Getting Up
The old web site was so flawed that I have decided to simply start over. For the curious, it is still available here. I may recycle some of the content, I may scrap it entirely. For awhile I resisted turning this site into a blog, because of the trendiness factor. I hate doing “trendy” things, but I finally had to admit that what I am doing fits naturally into blog format.
I have also been recently inspired by another blog, Real Live Preacher. Some Bibles subtitle Ecclesiasties, “Or ‘The Preacher.'” I am intrigued by the idea of a “preacher.” Not the kind who give sermons to the Saved on Sunday mornings, but someone who has walked the paths of life, who puts on the full armor of God and goes about bestowing knowledge and delivering a first-class rebuking where necessary. There is a comic book called “The Preacher,” I have never read it, but I would guess that it is not quite the same idea. RLP is not really that sort of preacher either. I am not even sure that I totally agree with his theology, but I did find his perspective refreshing. I particularly enjoyed his story entitled “John the Baptist.”
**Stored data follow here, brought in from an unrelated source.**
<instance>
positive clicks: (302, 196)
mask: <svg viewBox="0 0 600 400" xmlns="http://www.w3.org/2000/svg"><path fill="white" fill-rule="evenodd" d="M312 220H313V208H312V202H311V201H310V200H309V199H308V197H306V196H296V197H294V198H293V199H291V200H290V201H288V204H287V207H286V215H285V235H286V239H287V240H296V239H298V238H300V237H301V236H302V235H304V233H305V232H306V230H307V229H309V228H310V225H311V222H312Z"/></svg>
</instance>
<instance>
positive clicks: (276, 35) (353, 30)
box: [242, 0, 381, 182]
A friend of mine once proposed what he called the “Pendulum Theory.” According to his theory, in life, you run as far as you can in one direction, until you can go no further, and you will swing halfway back. Then you pick a new direction. This was the most accurate description of my life I had ever heard. Then about a year ago I asked myself, “What happens if you get back up and run in the same direction?” It occurred to me that if you keep taking two steps forward and one step backward, you will get there eventually. However, if you take two steps forward and one step to the side, you do make a lot more progress, but you end up somewhere else entirely. Although that is not necessarily a bad thing, when it comes to achieving specific goals, failure is more productive than distraction.
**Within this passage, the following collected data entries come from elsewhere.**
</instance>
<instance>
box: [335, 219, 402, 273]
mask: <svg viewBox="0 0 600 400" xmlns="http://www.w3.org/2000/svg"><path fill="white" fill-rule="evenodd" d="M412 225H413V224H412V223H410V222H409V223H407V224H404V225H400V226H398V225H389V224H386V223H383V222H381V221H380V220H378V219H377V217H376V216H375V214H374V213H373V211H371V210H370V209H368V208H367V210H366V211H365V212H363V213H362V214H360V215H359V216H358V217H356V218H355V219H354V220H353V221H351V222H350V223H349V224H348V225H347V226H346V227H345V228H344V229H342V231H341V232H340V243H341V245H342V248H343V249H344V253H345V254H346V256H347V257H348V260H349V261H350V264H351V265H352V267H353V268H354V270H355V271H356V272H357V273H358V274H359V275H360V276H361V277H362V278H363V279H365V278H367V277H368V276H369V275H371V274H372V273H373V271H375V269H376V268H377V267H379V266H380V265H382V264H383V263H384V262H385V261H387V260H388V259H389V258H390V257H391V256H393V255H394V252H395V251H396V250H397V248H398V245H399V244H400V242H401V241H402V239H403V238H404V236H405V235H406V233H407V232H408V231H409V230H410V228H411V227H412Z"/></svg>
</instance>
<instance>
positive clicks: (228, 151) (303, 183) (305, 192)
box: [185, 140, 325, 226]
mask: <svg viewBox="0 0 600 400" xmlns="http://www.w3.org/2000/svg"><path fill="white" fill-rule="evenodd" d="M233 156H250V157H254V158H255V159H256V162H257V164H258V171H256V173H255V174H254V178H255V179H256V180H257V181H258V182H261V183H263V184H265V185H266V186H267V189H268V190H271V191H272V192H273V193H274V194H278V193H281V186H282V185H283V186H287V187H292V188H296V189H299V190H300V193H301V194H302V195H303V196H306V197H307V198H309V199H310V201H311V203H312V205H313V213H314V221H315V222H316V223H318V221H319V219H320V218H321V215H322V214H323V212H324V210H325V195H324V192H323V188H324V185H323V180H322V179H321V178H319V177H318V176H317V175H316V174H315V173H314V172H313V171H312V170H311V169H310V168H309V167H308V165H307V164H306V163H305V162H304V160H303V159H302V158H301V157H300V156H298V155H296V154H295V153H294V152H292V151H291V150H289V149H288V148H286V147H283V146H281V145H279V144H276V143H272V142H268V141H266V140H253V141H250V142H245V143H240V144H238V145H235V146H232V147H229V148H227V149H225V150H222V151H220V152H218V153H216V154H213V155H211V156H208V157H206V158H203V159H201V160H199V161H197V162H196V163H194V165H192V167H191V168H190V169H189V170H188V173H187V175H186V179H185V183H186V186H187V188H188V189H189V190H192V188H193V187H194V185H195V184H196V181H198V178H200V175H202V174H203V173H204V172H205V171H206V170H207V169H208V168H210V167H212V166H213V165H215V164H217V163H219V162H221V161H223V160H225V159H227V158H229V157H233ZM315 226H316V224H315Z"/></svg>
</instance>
I lost focus for awhile. Both my job and a certain young lady from my church want a bigger piece of me than I am willing to give them. After four months in Australia, my roommates have returned, and they have been working their way through the first two seasons of “Queer as Folk,” which is not exactly the most God-honoring of TV shows. I hope there are not that many more seasons. There is a crow that has followed me to the mailbox on two separate occasions, and has flown very close to my head three times. I am not sure what to make of that. Whenever someone asks how I am, I like to say, “Good,” because I am not starving to death in a third world country.
I like the idea of “our daily bread.” There are no great miracles happening in my life, but I always seem to have enough to make it through the day. What can I say, I stumbled, I fell, but I’m getting up now, and We are going to keep walking.